Maynard Okereke is now one of them.
Okereke is a University of Washington graduate who, like many children who looked up to the stars and dreamed of floating among them, wanted to be an astronaut as a child.
A few months ago, he got as close as the so-called “citizen astronauts” get today – at least, as close as the non-billionaire citizen astronauts are.
He was selected to perform a weightless flight with the Space for Humanity Group, a Denver-based nonprofit with a stellar mission: to send a diverse group of citizen astronauts into space, where they can experience “l ‘preview effect’ that some astronauts have reported during space flight.
It is a pronounced cognitive change in consciousness caused by seeing the Earth from afar. A feeling that Space for Humanity hopes to motivate these intrepid citizens to protect the planet.
In essence, the goal is to change the world by changing the perspective of ordinary people, literally and figuratively.
This mission resonates with Okereke in the same way it was able to resonate with his young self: “I want it for my 8 year old self, curious and energetic, ambitious with an unblase mind, blessed with immigrant parents.”
And for 18-year-old Okereke, whose global perspective was framed by her parents’ immigration from Nigeria and Cameroon who took her to UW to earn her civil engineering degree.
Today, now “38 years old”, he uses his lived experience, his knowledge and his penchant for entertainment as a MD Hip Hop.
You have to to see him to come down with that.

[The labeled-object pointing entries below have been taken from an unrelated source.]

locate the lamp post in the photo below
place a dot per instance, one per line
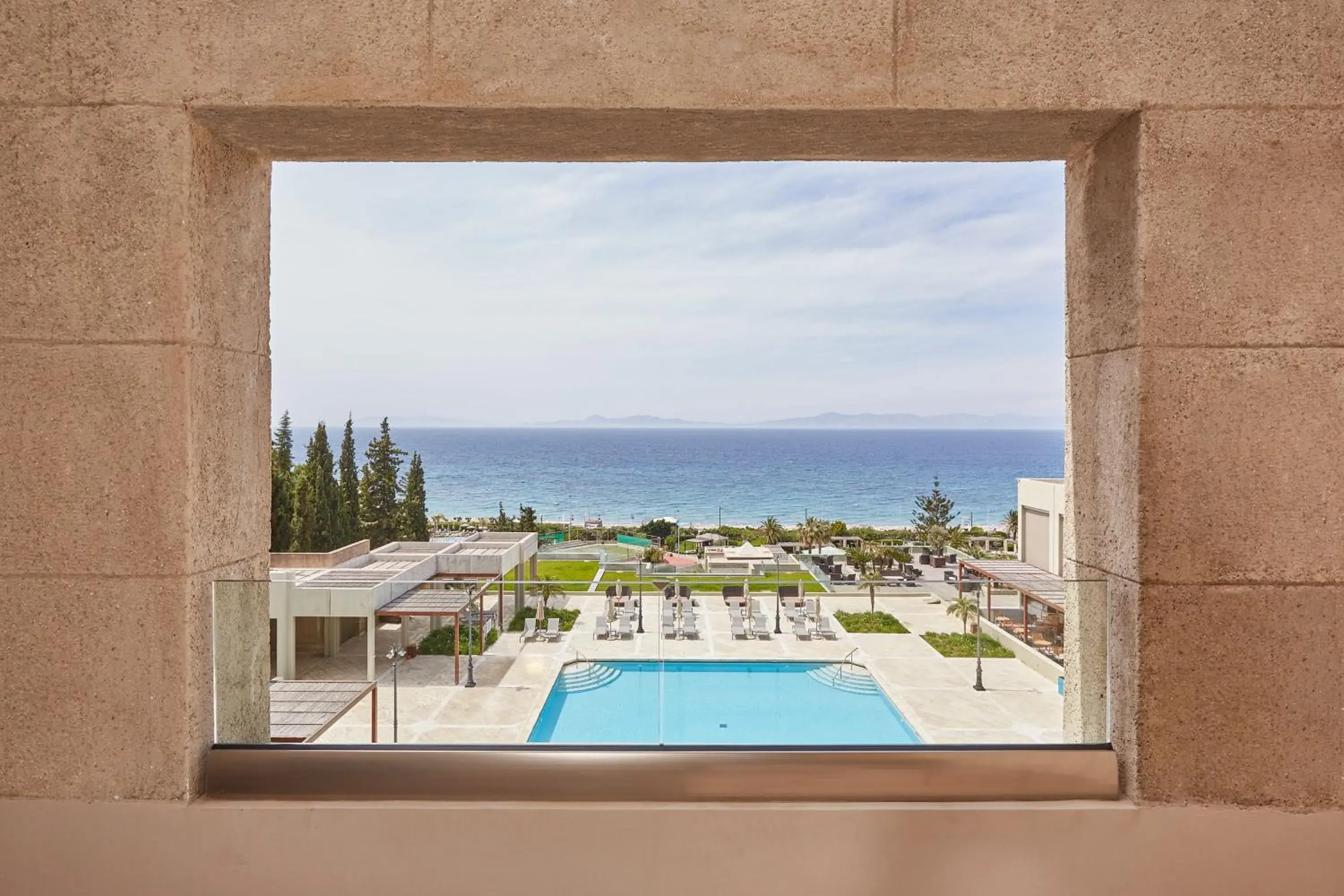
(396, 655)
(777, 599)
(640, 629)
(980, 684)
(471, 655)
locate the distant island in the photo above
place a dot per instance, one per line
(831, 422)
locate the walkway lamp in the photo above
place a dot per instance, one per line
(471, 655)
(777, 598)
(640, 629)
(980, 683)
(396, 655)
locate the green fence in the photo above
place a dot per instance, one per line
(635, 540)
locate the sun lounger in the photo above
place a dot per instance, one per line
(689, 628)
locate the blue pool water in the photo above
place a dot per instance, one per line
(718, 703)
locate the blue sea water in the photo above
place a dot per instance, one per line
(718, 703)
(623, 476)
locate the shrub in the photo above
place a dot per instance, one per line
(964, 645)
(566, 617)
(870, 624)
(440, 641)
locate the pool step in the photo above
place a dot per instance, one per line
(847, 677)
(586, 676)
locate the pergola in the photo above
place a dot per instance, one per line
(1033, 586)
(444, 597)
(302, 711)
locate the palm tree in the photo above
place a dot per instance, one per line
(873, 581)
(547, 587)
(963, 607)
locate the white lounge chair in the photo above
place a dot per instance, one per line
(761, 625)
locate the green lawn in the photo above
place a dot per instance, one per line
(964, 645)
(760, 585)
(870, 624)
(572, 573)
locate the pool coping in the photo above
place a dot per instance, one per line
(557, 773)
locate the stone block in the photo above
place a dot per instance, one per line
(96, 458)
(92, 244)
(1238, 464)
(96, 688)
(230, 246)
(1244, 230)
(1101, 234)
(1241, 695)
(1103, 462)
(229, 462)
(1120, 56)
(670, 53)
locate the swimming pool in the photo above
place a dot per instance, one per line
(719, 703)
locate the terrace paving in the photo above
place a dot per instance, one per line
(933, 692)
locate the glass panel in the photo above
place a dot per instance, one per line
(593, 645)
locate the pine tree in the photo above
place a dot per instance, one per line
(414, 521)
(379, 511)
(933, 509)
(283, 485)
(318, 511)
(349, 484)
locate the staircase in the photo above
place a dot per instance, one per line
(586, 676)
(846, 676)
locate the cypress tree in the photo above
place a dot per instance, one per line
(283, 485)
(349, 484)
(318, 511)
(414, 520)
(378, 505)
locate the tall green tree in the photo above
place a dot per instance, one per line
(283, 485)
(933, 509)
(319, 524)
(379, 509)
(349, 484)
(414, 521)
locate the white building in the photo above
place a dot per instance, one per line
(328, 598)
(1041, 524)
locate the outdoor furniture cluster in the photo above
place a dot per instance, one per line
(551, 632)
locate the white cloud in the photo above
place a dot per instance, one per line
(511, 293)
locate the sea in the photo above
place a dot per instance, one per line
(740, 476)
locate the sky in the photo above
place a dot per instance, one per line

The goal of the Hip Hop Science platform was to find a way to be able to talk to these students who felt excluded, using music, entertainment and comedy – things that we are already connected with in our lives. everyday – to truly be able to inspire this next generation to be a part of the future of science, ”he says.

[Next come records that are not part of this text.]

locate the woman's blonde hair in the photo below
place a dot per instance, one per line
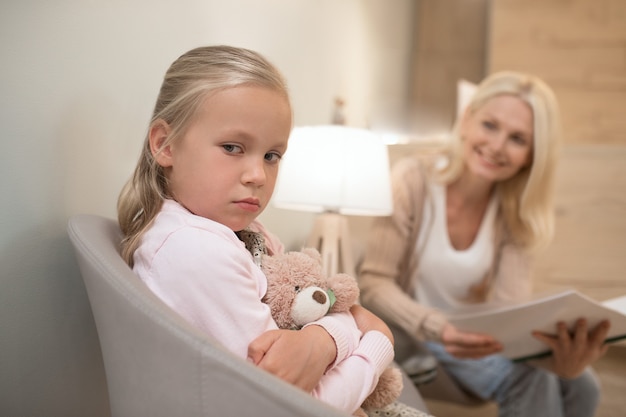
(188, 81)
(526, 199)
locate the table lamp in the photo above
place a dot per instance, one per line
(335, 171)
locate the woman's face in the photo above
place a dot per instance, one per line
(498, 138)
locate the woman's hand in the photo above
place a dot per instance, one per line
(572, 353)
(367, 321)
(468, 345)
(299, 357)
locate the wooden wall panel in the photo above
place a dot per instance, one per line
(449, 44)
(589, 249)
(579, 48)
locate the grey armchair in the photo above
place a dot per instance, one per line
(157, 364)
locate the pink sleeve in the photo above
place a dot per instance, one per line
(359, 371)
(272, 242)
(213, 283)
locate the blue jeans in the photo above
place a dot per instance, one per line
(521, 390)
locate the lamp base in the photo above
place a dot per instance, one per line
(330, 236)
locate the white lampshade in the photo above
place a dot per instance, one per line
(335, 168)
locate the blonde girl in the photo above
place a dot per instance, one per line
(207, 170)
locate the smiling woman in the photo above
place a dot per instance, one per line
(470, 219)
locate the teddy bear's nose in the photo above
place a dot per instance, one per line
(319, 296)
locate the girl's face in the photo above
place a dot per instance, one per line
(498, 138)
(225, 166)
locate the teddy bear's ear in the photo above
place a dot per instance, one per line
(346, 292)
(313, 253)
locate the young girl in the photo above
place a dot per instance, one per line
(208, 169)
(461, 233)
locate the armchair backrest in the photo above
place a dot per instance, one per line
(156, 363)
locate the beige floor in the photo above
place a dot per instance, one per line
(611, 370)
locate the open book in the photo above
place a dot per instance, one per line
(512, 324)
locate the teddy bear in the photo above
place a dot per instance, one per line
(299, 292)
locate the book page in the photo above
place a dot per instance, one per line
(513, 325)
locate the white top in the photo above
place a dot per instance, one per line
(203, 271)
(445, 274)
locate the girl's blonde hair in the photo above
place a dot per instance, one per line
(526, 199)
(188, 81)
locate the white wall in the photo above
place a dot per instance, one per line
(78, 81)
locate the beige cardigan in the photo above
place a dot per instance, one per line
(385, 275)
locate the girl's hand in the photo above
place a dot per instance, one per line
(572, 353)
(300, 357)
(468, 345)
(366, 321)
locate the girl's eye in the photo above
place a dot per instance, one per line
(489, 125)
(230, 148)
(273, 157)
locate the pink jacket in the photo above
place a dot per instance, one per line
(202, 271)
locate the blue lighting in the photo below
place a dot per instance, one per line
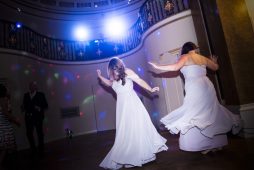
(18, 25)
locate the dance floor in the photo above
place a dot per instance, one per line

In addition to his online classes, Okereke also works with teachers and students, especially students of color, encouraging their interest and curiosity in STEM.
“Breaking that stereotypical norm of that old white man in a lab coat, right?” He’s joking. “Show that scientists can be cool. Scientists can be passionate about music and fashion. They can be stylish and dress up. “
To do this, he infuses references to pop culture.
Imagine how much more interesting physics classes in high school would have been if you had learned gravity from Nicki Minaj.
It’s about making complex science – sometimes translated as “boring” in teen parlance – more palatable by infiltrating social media with references to the latest movie, album, or whatever kids love these days.
That’s all it takes to connect with your audience, Okereke says, connecting something like gravity to something they’re already connecting with.
It might be easier said than done, however.
Okereke makes it seem easy because he sets an example.
“To be able to have kids who can emulate that and see that as a realistic path that they can take,” he says, “that’s the motivation… to be able to spark that curiosity and generate that enthusiasm for future STEM leaders.